(244d) High-Throughput Intermetallic Catalyst Evaluation for Selective Hydrogenation Reactions | AIChE

(244d) High-Throughput Intermetallic Catalyst Evaluation for Selective Hydrogenation Reactions

Authors 

Sly, G. - Presenter, Penn State University
Janik, M., The Pennsylvania State University
LI, J., University of Virginia
Rioux, R., Pennsylvania State University
Nguyen, A., The Pennsylvania State University
Structure-property relationships between active sites and catalytic performance guides rational catalyst design. Intermetallic materials provide a unique opportunity for identifying these relationships due to their precise local atomic composition, exposing well-defined active site arrangements that can be perturbed with varying stoichiometries. Density functional theory (DFT) directly probes these perturbations and their influence on reaction energy barriers and adsorbate binding energies; however, the compositional space for intermetallics yields prohibitive requirements on computational resources for sampling possible structures. We present a multi-tiered computational workflow for the intelligent design of intermetallic catalysts for selective hydrogenation reactions.
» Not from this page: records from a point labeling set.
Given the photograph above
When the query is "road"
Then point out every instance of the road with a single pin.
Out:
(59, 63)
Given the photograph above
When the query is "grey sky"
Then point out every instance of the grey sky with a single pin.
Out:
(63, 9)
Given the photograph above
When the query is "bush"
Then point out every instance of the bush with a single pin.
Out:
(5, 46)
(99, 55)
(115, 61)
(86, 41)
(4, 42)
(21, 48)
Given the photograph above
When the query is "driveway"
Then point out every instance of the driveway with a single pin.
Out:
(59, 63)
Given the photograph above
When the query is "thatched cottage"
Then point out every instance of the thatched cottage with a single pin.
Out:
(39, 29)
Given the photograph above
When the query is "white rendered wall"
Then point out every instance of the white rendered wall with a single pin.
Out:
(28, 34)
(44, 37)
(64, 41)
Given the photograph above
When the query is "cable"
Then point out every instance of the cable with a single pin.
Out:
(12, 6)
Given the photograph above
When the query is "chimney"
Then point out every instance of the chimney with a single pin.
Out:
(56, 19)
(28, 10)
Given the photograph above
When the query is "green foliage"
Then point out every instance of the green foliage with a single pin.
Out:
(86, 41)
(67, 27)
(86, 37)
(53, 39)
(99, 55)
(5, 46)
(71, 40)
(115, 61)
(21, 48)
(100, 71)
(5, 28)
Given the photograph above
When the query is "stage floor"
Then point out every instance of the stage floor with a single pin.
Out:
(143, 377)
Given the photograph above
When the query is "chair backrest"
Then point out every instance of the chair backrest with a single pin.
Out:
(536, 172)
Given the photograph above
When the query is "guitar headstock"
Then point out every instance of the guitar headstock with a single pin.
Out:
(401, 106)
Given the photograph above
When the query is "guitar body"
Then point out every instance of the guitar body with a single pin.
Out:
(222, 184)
Advancements in graph neural-networks (GNNs) for catalysis have yielded models which trained on a large DFT databases of mixed-metal surfaces adsorbed with various species. These models provide reasonable accuracy on adsorption energies considering the breadth of trained structures but fail to describe complex adsorbates within experimentally meaningful tolerances. We investigate fine-tuning to enhanced accuracy for single adsorbates. We evaluate the ability of these models, which are originally trained on stable structures, to evaluate transition state energy barriers. The training sets for these models are developed using an automated adsorbate and transition state search approach on low-index facets of stable catalysts obtained from widely utilized material databases.

We compare the use of GNNs to other high-throughput methods, including autoencoding projected densities-of-states (p-DOS) and feature selection using Iterative Bayesian additive regression trees (iBART). Whereas GNNs require only atomic configurations for predictions, there is interest to understand reactive phenomena through active site electronic structure. We leverage the GNN fine-tuning training set for p-DOS to determine the extent an “electronic” approach can predict adsorption energies in contrast to the GNN “geometric” approach. We demonstrate that p-DOS of an active site does not intrinsically encode sufficient information to be predictive on a practical, non-singly-faceted set of metallic surfaces with a complex adsorbate.